Introduction > Intersection > Assessment > Components > Future > Conclusion

 

V. Conclusion

Should we hail the arrival of new media as a revolutionary breakthrough in history education? Is it on a par with the efforts of Herodotus and Thucydides? Is it comparable to the development of Johannes Gutenberg’s printing press? The scholarly conventions accepted by the academy today did not sudden appear from that first press. Five centuries of development and refinement followed the printing of Gutenberg’s first bibles. This is a transitional period. Everyone is exploring the new playing field created by a digital world. Whether or not we perceive the incorporation of new media in education as a revolutionary development will depend on how it is done.

Fundamental changes must be made by teachers and students. Students who have grown up with technology may not have much trouble adapting to new media based learning, but their instructors may have to make more of an effort to fulfill their part. In education, everyone is in search of that “teachable moment” discussed by Judith Sandholtz and her colleagues. It may seem at times as if technology offers all flash and no substance to education. Sustaining a student’s interest and developing an engaged learner increases a teacher’s opportunity to connect with a student.

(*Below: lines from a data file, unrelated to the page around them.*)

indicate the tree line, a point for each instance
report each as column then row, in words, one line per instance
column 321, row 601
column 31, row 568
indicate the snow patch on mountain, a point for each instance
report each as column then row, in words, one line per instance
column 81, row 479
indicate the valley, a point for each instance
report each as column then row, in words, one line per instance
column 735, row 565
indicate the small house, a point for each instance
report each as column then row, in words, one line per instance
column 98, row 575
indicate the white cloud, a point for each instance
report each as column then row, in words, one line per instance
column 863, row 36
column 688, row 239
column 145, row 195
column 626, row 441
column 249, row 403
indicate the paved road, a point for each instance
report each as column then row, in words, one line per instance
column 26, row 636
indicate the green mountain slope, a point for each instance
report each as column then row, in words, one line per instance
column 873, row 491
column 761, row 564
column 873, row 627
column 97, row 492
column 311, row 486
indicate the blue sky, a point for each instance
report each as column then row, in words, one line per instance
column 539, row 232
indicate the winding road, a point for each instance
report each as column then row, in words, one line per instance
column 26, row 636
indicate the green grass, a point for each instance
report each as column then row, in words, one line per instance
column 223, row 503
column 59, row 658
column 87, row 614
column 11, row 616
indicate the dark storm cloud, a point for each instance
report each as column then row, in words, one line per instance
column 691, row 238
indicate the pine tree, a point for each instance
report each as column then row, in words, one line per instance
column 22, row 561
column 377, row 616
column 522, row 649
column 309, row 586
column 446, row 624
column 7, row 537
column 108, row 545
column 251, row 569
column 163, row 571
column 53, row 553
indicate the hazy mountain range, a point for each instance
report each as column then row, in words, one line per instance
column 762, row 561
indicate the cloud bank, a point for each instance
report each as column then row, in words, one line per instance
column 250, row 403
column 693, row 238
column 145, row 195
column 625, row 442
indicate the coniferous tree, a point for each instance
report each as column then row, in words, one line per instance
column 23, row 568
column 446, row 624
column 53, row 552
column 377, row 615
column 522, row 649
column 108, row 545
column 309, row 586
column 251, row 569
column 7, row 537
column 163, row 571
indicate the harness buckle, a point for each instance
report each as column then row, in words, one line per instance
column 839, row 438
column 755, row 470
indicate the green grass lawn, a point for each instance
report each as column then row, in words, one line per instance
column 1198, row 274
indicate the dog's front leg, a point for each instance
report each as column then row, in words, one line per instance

Bolter and Grusin do not consider new media a particularly revolutionary development. To a certain extent I would have to agree with them. If we merely replace traditional methods of teaching with computer instruction, we have not fundamentally altered education. We must keep in mind the question, “What can new media do that other forms of media cannot?” If we only replicate traditional media we have squandered the potential of a powerful educational tool.

Thucydides did not discover history, he merely wrote it down. Digital technologies have not yet revolutionized the study of history, but looking back centuries from now history education’s introduction of new media will unquestionably be viewed as the new Thucydides.